The issue is more of an internal EU battle than a genuine dispute with the US, but risks harming relations.

Under EU law, the European Commission was obliged to impose US visas in April 2016 because the US continues to deny visa-free travel to people from Bulgaria, Croatia, Cyprus, Poland, and Romania on security gorunds.

The Commission did not do so for fear of causing a US backlash, however.

It told the Reuters news agency on Thursday that it was still in talks with US officials and would "report on progress before the end of June”.

MEPs are angry that the Commission did not follow due process.

A parliament source said they might take action at the EU court in Luxembourg if it continued to ignore their appeals.

If the Commission adopted the US visa decision, it would anyway be likely struck down by the parliament and by member states, both of which are keen to avoid a US visa war.
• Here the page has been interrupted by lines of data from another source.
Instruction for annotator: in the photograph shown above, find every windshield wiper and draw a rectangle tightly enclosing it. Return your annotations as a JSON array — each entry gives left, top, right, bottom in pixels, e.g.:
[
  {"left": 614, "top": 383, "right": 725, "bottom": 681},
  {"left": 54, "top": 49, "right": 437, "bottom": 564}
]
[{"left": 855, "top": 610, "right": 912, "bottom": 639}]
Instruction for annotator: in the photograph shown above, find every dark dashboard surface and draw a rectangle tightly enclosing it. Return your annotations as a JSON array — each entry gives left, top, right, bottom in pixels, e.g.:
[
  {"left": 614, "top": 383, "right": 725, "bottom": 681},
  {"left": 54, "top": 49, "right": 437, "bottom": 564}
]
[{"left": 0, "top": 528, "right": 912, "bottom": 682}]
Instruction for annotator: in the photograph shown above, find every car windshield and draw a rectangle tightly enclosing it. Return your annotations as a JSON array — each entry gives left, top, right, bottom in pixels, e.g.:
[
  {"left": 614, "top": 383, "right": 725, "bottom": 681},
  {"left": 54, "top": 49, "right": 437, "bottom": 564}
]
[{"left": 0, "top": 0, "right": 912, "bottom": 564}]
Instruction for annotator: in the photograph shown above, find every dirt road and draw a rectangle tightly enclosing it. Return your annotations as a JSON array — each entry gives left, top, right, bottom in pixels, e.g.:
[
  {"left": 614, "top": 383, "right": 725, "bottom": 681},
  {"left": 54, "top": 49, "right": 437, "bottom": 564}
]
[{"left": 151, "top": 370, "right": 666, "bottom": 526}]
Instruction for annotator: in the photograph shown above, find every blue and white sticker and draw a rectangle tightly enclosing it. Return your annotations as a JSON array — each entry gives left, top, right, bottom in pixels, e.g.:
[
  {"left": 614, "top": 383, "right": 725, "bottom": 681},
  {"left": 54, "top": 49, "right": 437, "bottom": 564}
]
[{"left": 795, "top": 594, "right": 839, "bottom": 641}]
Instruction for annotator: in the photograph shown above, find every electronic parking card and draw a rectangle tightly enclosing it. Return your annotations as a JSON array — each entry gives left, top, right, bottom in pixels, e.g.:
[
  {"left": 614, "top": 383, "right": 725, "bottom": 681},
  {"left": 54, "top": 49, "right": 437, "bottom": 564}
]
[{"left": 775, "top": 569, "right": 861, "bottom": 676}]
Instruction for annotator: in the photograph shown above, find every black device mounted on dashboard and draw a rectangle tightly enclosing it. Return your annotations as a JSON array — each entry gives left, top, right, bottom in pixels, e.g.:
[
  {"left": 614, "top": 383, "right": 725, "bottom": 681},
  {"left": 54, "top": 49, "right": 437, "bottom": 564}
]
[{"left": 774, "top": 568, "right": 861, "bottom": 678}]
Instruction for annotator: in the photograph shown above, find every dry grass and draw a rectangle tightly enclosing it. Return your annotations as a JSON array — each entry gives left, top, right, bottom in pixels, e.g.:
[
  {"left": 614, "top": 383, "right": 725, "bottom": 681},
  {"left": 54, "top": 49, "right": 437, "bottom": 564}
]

Istvan Ujhelyi, a Hungarian centre-left MEP, who co-chairs the parliament’s transport committee, said ahead of Thursday’s vote that “pragmatic internationalism must prevail over procedural rigour” in EU relations with US president Donald Trump.

“The effect of terrorism in Europe in recent years emphasised how fragile our appeal is as a destination in long-haul markets,” he added.

The European national tourist bodies’ lobby, the ETC, said the same, adding that €51 billion a year of spending by US visitors to the EU was at stake.

Trump has not remarked on the visa dispute, but he recently upset France by saying that Paris was no longer a nice place to go due to the terrorist threat.

Some experts, such as Andras Simonyi, a scholar of transatlantic relations at Johns Hopkins University in Washington, have also warned EU institutions not to antagonise the thin-skinned US leader.